The team measured participants’ overall risk tolerance based on self-reports. They found that genetic variants associated with overall risk tolerance tend to also be associated with more risky behaviors, such as speeding, drinking, tobacco and cannabis consumption, and with riskier investments and sexual behaviors. They also found shared genetic influences on overall risk tolerance and several personality traits and neuropsychiatric traits, including ADHD, bipolar disorder, and schizophrenia.
The effects of each of the 124 genetic variants on an individual basis are all very small, but the researchers found their combined impact can be significant.
“The most important variant explains only 0.02 percent of the variation in overall risk tolerance across individuals,” said senior author Jonathan Beauchamp, PhD, assistant professor of economics at the University of Toronto. “However, the variants’ effects can be combined to account for greater variation in risk tolerance.”
The researchers created a polygenic score, which captures the combined effects of 1 million genetic variants and statistically accounts for approximately 1.6 percent of the variation in general risk tolerance across individuals. They say the score could be used to study how genetic factors interact with environmental variables to affect risk tolerance and risky behaviors, but they caution that the score cannot meaningfully predict a particular person’s risk tolerance or risk taking behavior.
The 124 genetic variants associated with risk tolerance are located in 99 separate regions of the genome. The study found no evidence to support previously reported associations between risk tolerance and genes related to the neurochemicals dopamine or serotonin, which are involved in the processing of rewards and mood regulation.
Instead, the findings suggest that the neurochemicals glutamate and GABA contribute to variation in risk tolerance across individuals. Both are important regulators of brain activity in humans and animals — glutamate is the most abundant neurotransmitter in the body and boosts communication between neurons, whereas GABA inhibits it.
“Our results point to the role of specific brain regions — notably the prefrontal cortex, basal ganglia and midbrain — that have previously been identified in neuroscientific studies on decision-making,” Beauchamp said. “They conform with the expectation that variation in risk tolerance is influenced by thousands, if not millions, of genetic variants.”
The data for this study were from the UK Biobank, the personal genomics company 23andMe, and 10 other, smaller genetic datasets.

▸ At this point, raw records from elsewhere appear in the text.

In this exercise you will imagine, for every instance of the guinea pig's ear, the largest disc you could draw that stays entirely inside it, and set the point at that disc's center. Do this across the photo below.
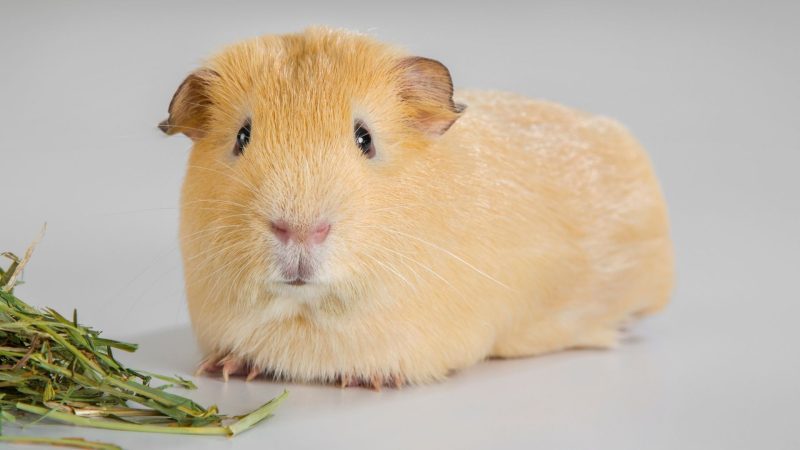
(425, 84)
(188, 110)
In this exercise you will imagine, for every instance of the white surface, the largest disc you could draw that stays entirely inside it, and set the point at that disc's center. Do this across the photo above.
(711, 92)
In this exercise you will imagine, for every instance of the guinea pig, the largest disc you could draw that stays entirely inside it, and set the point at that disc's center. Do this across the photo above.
(346, 217)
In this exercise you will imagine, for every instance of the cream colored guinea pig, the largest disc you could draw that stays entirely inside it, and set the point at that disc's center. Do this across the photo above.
(346, 217)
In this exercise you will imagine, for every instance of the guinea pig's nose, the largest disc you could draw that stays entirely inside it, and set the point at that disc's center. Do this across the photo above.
(319, 232)
(286, 232)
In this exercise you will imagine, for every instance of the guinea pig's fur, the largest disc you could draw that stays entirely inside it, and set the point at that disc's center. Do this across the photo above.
(486, 225)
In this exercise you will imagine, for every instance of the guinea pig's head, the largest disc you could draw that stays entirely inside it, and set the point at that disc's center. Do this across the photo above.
(309, 152)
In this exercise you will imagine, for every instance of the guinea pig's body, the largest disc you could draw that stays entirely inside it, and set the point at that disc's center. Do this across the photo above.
(508, 228)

The study was led by 96 researchers in the Social Science Genetic Association Consortium, which investigates the influence of genetics on human behavior, well-being and social science-related outcomes through large-scale studies of human genomes.
The study was funded, in part, by the National Institutes of Health (P01-AG005842, P01-AG005842-20S2, P30-AG012810, T32-AG000186-23, R01-AG042568-02, P50DA037844), Ragnar Söderberg Foundation, Swedish Research Council, Jan Wallander and Tom Hedelius Foundation, ERC, Pershing Square Fund of the Foundations of Human Behavior, Open Philanthropy Project, Government of Canada through Genome Canada and the Ontario Genomics Institute, Social Sciences and Humanities Research Council of Canada, Frontiers of Innovation Scholars Program (FISP; #3-P3029), and Interdisciplinary Research Fellowship in NeuroAIDS (IRFN; MH081482).